The future perfect of (in) security (P8): Pre-crime strategy, Proactivity, Pre-emption, Prevention, Precaution, Profiling, Prediction, & Privacy
Organisation: Interdisciplines
Publish Date: 2010
Country: Global
Sector: Public
Method: Creative thinking
Theme: Crime
Type: Article
Language: English
Tags: Pre-crime strategy, Proactivity, Pre-emption, Prevention, Precaution, Profiling, Prediction, & Privacy
To monitor the future, to colonise it in the name of specific knowledge and know-how coming from computer science, criminology, psychology, and military/police security industries is presented as an optimum management of risk by the managers and the transnational guild of professionals of (in)security. Some researchers consider that it leads us to a new form of governmentality rooted in the knowledge of catastrophic events reframing the arrow of time in terms of responsibility and decision, and suggesting that the anticipation and prevention of these events has to trump individual freedom, to reframe the relation between liberty and security in favour of security and prevention. The diagnosis may be accurate in terms of the programme of the discursive practices, but it seems to me that we have to discuss the pretence of these forms of knowledge concerning the future to be scientific when they want to apply to specific individuals and not large trends. The (in)security approach of the future is embedded into a myth of computerisation exchange of information, and profiling, as predicting the true behaviour of very specific individuals while the practices show the limits of the categorisations of future human behaviour, and the tendency to transform prediction into a justification of previous arbitrary actions.

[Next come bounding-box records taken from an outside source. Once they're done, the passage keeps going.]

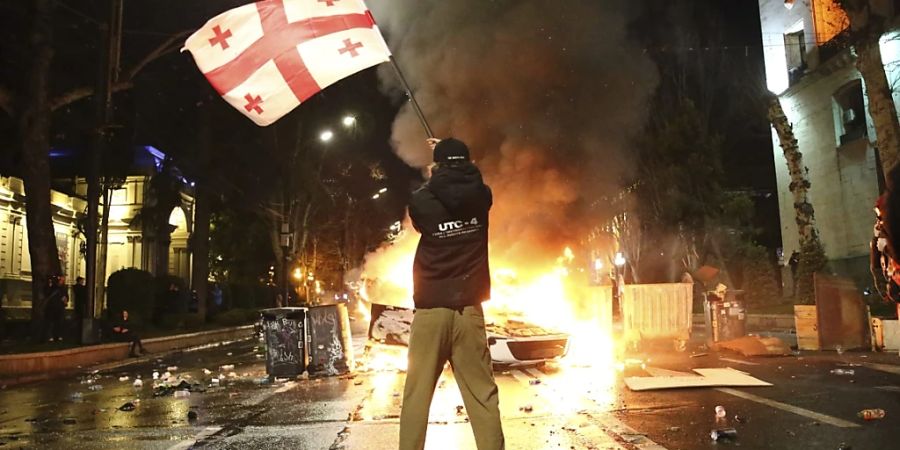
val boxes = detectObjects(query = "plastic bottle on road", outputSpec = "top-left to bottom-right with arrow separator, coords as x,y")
856,408 -> 885,420
709,428 -> 737,441
716,405 -> 728,419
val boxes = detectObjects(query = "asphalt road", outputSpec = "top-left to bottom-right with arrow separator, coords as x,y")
0,328 -> 900,450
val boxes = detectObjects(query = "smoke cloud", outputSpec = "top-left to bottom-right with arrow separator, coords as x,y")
368,0 -> 657,270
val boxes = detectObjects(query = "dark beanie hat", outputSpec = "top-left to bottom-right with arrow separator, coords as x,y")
434,138 -> 469,163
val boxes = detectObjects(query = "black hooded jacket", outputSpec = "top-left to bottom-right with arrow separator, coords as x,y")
409,162 -> 493,308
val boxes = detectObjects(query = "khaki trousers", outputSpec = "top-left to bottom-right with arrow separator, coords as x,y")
400,304 -> 505,450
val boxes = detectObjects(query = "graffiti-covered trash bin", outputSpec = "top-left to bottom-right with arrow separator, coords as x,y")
261,308 -> 307,378
308,303 -> 353,376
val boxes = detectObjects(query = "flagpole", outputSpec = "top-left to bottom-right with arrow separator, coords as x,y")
390,55 -> 434,138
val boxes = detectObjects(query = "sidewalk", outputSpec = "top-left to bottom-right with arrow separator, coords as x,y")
0,325 -> 253,386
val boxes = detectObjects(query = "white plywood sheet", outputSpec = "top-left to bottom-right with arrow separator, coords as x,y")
625,368 -> 772,391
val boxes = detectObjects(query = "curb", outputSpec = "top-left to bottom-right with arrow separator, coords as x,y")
0,325 -> 253,385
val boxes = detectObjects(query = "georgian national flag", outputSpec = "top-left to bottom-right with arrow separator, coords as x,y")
182,0 -> 391,126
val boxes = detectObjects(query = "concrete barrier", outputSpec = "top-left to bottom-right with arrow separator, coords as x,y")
0,325 -> 253,384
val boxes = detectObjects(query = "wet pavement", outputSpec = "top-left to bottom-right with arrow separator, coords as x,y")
0,326 -> 900,450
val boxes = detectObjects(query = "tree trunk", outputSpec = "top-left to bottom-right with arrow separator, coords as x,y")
856,36 -> 900,178
769,95 -> 827,304
190,105 -> 212,323
19,0 -> 61,339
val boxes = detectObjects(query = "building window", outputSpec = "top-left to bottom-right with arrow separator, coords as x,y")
834,80 -> 867,145
784,28 -> 806,86
812,0 -> 850,45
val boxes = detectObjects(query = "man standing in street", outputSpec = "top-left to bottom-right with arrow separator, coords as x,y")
400,138 -> 505,450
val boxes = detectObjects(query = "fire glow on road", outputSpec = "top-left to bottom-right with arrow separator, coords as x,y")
360,227 -> 617,412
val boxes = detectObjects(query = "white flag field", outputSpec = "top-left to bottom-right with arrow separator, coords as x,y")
182,0 -> 391,126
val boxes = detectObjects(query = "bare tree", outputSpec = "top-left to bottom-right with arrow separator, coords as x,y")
769,94 -> 826,303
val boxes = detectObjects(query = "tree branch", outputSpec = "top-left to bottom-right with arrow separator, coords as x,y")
0,86 -> 14,116
48,30 -> 191,111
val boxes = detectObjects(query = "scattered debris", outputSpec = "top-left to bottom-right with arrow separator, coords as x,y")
119,402 -> 135,411
709,428 -> 737,441
625,368 -> 772,391
713,336 -> 793,356
856,408 -> 885,420
716,405 -> 728,419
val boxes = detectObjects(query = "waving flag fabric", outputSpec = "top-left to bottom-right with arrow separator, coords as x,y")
182,0 -> 391,126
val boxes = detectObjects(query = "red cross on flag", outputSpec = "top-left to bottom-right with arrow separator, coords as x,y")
182,0 -> 391,126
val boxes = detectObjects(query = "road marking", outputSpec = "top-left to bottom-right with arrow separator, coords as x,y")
863,363 -> 900,375
719,358 -> 759,366
716,388 -> 859,428
590,413 -> 667,450
168,427 -> 222,450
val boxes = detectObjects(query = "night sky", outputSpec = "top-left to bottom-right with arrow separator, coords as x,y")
0,0 -> 779,246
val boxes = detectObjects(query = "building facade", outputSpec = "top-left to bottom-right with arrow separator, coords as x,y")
759,0 -> 900,286
0,175 -> 194,319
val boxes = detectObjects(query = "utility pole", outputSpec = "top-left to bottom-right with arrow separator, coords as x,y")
81,0 -> 123,344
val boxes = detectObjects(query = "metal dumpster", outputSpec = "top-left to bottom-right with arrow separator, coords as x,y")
622,283 -> 693,351
703,290 -> 747,344
260,308 -> 306,378
308,303 -> 353,376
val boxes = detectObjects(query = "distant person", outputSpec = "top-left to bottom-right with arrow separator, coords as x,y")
72,277 -> 88,339
112,310 -> 149,358
400,138 -> 505,450
788,250 -> 800,296
44,275 -> 69,342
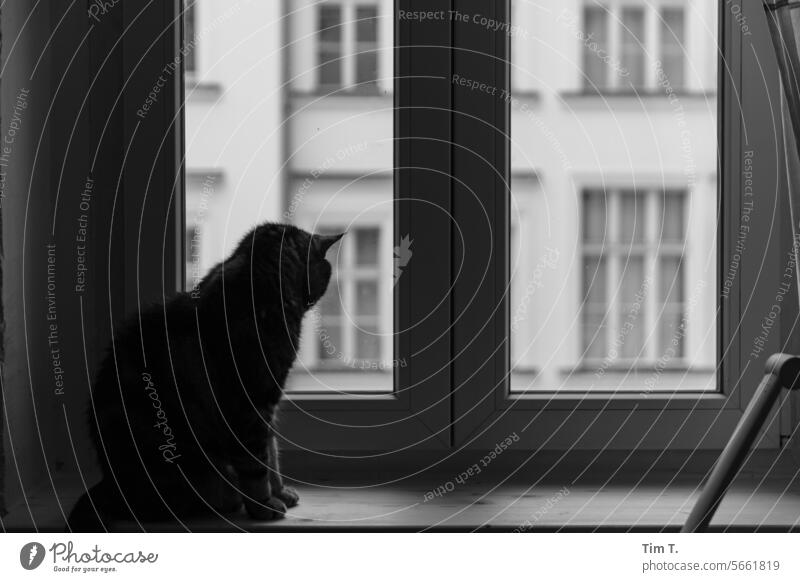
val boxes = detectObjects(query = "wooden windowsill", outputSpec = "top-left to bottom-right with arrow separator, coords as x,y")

Their predictions concerning human beings are forms of sacrificial astrology by other means applied to small groups, and which destabilise and reconfigure presumption of innocence, freedom, privacy, justice, and even anthropological conception of human beings for all. In conclusion I will briefly come back to the link between this trend towards prediction and the (in)securitization process which is the result of a de-differentiation and reshaping of the boundaries of the different security institutions as well as one of the symptom of a governmentality of unease.